Early-Career Honors at IFS Drive Discovery Beyond the Lab

February 9, 2026
Large, high-tech telescope mounted inside an open observatory dome at dusk

Early-career awards from the National Science Foundation (NSF) and Department of Energy (DOE) are among the most competitive honors available to emerging researchers. These awards provide multi-year funding to support innovative research and education during the formative stages of an academic career.

At the University of Oregon’s Institute for Fundamental Science (IFS), a growing number of faculty have earned these prestigious honors, which signal both individual excellence and the institute’s positive research trajectory.

According to IFS Director Ben Farr, the cluster of early-career awards reflects the institute’s success in recruiting and supporting outstanding junior faculty whose work is already making an impact in their fields.

“These early-career awards are statements from the faculty’s respective fields that their work is highly impactful and represents an exciting start to a career,” Farr said. “They also show that IFS and the UO have been really effective at recruiting top-notch research faculty.” 

Across the six most recent members to join the institute as junior faculty, there have been six national early-career awards granted so far. While some of those recipients are now more senior scholars, Farr emphasized the consistent pattern of faculty earning national recognition early in their time at the institute. 
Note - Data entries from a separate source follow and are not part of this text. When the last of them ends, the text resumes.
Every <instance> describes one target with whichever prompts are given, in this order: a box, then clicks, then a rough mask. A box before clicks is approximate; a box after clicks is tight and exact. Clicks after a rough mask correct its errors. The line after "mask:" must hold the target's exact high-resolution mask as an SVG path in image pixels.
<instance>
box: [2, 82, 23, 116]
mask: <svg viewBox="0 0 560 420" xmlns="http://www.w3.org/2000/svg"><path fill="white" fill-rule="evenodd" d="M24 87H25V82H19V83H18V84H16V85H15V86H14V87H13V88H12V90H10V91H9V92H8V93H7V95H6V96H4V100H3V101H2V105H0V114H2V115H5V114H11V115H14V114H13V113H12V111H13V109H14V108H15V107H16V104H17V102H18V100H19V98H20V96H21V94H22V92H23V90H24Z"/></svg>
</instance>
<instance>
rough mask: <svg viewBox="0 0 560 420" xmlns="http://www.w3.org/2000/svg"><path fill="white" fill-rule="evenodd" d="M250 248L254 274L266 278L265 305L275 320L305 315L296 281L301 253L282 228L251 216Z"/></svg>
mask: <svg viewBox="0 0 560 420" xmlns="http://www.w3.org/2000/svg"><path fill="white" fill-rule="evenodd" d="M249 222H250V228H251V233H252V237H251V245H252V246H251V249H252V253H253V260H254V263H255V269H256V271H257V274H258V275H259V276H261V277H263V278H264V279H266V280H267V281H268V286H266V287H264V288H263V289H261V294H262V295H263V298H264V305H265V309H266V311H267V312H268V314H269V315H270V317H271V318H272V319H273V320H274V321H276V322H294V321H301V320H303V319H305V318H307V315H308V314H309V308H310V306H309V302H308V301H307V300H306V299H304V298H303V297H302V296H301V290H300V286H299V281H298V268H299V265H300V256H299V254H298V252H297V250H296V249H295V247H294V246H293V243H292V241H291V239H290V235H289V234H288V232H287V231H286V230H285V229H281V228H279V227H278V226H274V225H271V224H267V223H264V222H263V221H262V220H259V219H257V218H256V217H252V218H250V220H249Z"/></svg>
The most recent winner is IFS faculty member Tien-Tien Yu, who received an NSF CAREER Award followed by the Presidential Early Career Award for Scientists and Engineers (PECASE), one of the highest honors given by the U.S. government to early-career researchers. Farr noted that while all NSF CAREER awards are highly competitive, Yu’s national-level recognition is especially prestigious

These awards also reflect a cohesive research direction within IFS. The work of IFS spans the full spectrum of fundamental science, from soft matter to supermassive black holes.  These awards reflect that breadth and a new push to use astronomy, astrophysics, and high-energy and beyond Standard Model physics as complementary approaches to study the universe. Beyond advancing research, NSF CAREER awards emphasize broader impacts. Award-supported projects at IFS have included comic-book-based science outreach, research collaborations with Lane Community College, and the development of K-12 educational materials on gravitational-wave astronomy. 

“These awards provide reliable funding over a longer period of time,” Farr said. “That allows researchers to spend more time focused on discovery and less time preparing proposals for the next grant.” 

As the UO continues to build momentum in astronomy and astrophysics, including plans to expand the Department of Physics to the Department of Physics and Astronomy and launch the state’s first astronomy minor and major, early-career recognition at IFS offers a glimpse of what’s ahead as a growing hub for discovery.